SCOTUS had already neutered the AWB before the ink was dry.
The ban completely fails the "text, history, and tradition" test used in the Bruen decision. If this is the new precedence test, the AWB can't hold up in any court, and likely won't be enforced by most states as a result.
Justice Thomas knew exactly what he was doing when he penned that holding. I hear that man has trouble sitting down most days... you know, due to his big brass ones he carries with him everywhere.


----------



## MrLemonade (5 mo ago)

Kauboy said:


> SCOTUS had already neutered the AWB before the ink was dry.
> The ban completely fails the "text, history, and tradition" test used in the Bruen decision. If this is the new precedence test, the AWB can't hold up in any court, and likely won't be enforced by most states as a result.
> Justice Thomas knew exactly what he was doing when he penned that holding. I hear that man has trouble sitting down most days... you know, due to his big brass ones he carries with him everywhere.
> View attachment 114811


While I AGREE in theory, court challenges often take millions of dollars, a decade, and depend on the CURRENT court composition.
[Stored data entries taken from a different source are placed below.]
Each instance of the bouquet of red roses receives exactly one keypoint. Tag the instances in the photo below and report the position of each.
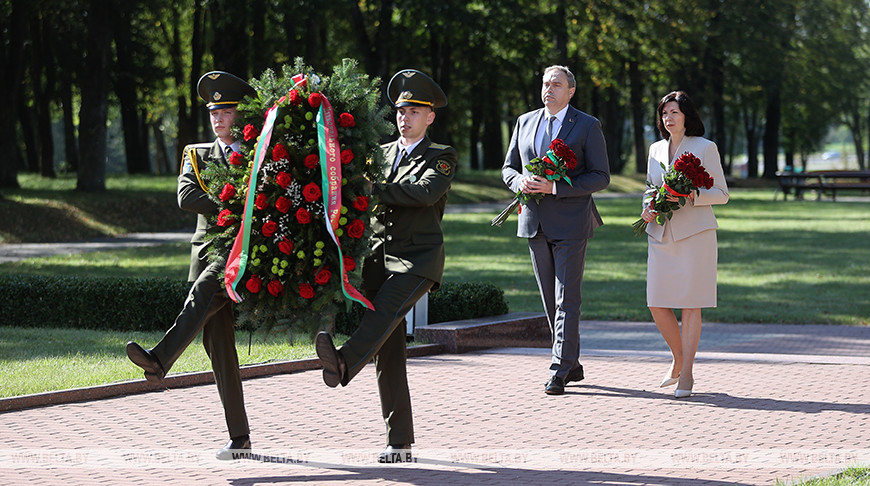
(685, 176)
(554, 166)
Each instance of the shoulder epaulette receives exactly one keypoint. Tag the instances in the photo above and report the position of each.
(193, 160)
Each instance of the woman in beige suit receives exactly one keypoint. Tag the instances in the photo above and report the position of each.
(682, 256)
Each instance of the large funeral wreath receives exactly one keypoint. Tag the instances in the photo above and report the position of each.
(298, 241)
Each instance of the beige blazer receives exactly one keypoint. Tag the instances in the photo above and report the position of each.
(696, 217)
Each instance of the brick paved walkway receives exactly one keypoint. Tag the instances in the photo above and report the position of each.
(759, 414)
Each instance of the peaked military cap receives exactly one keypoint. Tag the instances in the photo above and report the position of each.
(410, 87)
(222, 90)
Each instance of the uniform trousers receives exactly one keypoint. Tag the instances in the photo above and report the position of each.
(558, 266)
(209, 309)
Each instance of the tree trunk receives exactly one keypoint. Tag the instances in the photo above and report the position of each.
(70, 141)
(161, 161)
(12, 60)
(636, 100)
(773, 116)
(95, 93)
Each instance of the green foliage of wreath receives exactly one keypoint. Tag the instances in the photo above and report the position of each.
(293, 280)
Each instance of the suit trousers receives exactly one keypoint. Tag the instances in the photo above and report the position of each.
(558, 266)
(381, 336)
(208, 308)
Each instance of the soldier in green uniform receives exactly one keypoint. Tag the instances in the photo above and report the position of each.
(407, 258)
(207, 307)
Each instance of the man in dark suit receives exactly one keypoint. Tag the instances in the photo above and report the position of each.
(407, 258)
(208, 307)
(560, 223)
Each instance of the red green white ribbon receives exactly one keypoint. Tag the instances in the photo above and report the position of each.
(330, 170)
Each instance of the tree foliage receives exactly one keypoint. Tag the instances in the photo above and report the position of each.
(769, 76)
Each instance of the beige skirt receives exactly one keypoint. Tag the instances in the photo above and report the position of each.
(682, 274)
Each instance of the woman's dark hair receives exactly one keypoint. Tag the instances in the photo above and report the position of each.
(694, 125)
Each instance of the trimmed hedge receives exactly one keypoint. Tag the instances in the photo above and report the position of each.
(151, 304)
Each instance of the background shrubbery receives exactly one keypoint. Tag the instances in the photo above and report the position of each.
(151, 304)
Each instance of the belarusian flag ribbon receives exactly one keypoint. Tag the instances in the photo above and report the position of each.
(330, 170)
(238, 259)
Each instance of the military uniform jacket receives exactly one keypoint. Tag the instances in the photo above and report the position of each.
(193, 197)
(407, 233)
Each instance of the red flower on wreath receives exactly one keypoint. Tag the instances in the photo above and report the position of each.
(349, 263)
(303, 216)
(226, 218)
(322, 277)
(261, 201)
(280, 152)
(237, 159)
(311, 192)
(269, 228)
(283, 179)
(346, 120)
(227, 192)
(250, 132)
(314, 99)
(306, 291)
(285, 246)
(361, 203)
(275, 288)
(356, 228)
(283, 204)
(294, 97)
(254, 284)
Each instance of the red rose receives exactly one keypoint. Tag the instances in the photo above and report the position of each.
(250, 132)
(261, 201)
(279, 152)
(322, 277)
(275, 288)
(346, 156)
(269, 228)
(346, 120)
(361, 203)
(227, 192)
(356, 228)
(314, 100)
(294, 97)
(311, 192)
(303, 216)
(306, 291)
(285, 246)
(237, 159)
(226, 218)
(254, 284)
(349, 263)
(283, 204)
(283, 179)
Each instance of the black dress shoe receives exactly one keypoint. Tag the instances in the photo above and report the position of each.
(143, 358)
(237, 448)
(556, 386)
(574, 375)
(334, 367)
(396, 453)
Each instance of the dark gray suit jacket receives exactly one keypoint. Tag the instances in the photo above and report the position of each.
(571, 213)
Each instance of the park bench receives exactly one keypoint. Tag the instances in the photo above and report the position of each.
(822, 181)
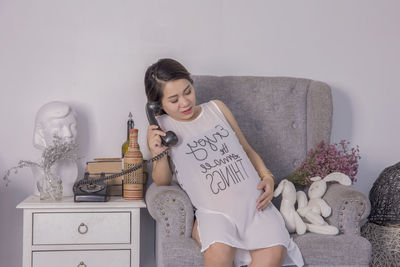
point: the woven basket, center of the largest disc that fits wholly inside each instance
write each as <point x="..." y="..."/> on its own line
<point x="385" y="241"/>
<point x="385" y="197"/>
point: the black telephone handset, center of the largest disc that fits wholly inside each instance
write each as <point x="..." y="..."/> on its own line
<point x="95" y="189"/>
<point x="151" y="109"/>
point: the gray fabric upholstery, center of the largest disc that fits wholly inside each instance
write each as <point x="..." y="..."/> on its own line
<point x="282" y="118"/>
<point x="335" y="250"/>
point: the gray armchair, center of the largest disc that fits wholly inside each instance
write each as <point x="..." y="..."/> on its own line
<point x="282" y="118"/>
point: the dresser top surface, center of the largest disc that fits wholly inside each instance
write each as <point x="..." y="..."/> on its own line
<point x="34" y="202"/>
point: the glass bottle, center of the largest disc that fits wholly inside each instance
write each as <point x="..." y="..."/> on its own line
<point x="129" y="125"/>
<point x="133" y="181"/>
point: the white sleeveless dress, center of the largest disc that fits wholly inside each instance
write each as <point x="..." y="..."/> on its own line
<point x="220" y="180"/>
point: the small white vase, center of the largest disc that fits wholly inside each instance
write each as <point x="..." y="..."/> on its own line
<point x="50" y="187"/>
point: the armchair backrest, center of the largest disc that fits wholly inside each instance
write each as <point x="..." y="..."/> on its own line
<point x="281" y="117"/>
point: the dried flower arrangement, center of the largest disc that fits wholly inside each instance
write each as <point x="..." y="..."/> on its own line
<point x="59" y="150"/>
<point x="325" y="159"/>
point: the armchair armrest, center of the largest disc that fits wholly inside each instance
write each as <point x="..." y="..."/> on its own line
<point x="171" y="208"/>
<point x="349" y="207"/>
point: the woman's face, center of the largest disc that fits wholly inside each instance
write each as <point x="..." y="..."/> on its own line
<point x="179" y="100"/>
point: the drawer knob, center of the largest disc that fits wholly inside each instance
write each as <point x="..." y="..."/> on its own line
<point x="82" y="229"/>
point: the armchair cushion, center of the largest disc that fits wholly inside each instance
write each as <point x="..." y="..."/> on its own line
<point x="337" y="250"/>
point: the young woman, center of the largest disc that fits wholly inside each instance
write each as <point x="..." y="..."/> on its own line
<point x="226" y="180"/>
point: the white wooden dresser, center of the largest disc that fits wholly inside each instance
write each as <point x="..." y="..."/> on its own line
<point x="86" y="234"/>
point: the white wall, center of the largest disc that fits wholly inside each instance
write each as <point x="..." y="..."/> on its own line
<point x="93" y="54"/>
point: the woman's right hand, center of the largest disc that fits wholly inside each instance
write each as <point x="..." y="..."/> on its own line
<point x="154" y="140"/>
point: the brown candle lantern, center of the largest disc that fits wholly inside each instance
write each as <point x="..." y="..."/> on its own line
<point x="133" y="181"/>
Lower courts- well they might, or might not- follow precedent and the law. These all wind thru the judicial system. 

What is the Supreme Court composition in 2035? Anyone? It probably does not have brilliant pro-gun Justices Thomas or Alito.... the two strongest Conservative members.


----------



## Kauboy (May 12, 2014)

MrLemonade said:


> While I AGREE in theory, court challenges often take millions of dollars, a decade, and depend on the CURRENT court composition.
> 
> Lower courts- well they might, or might not- follow precedent and the law. These all wind thru the judicial system.
> 
> What is the Supreme Court composition in 2035? Anyone? It probably does not have brilliant pro-gun Justices Thomas or Alito.... the two strongest Conservative members.


If it takes the courts to decide this, yes, the timetable could be a long one.
However, if more states would pass laws forbidding local law enforcement from cooperating with the feds on enforcing unconstitutional laws, we wouldn't need courts to settle anything.
Texas has taken this step, along with a few other states. Politicians come and go, so it would still be up to the people to ensure they keep solid constitutionalists in office.


----------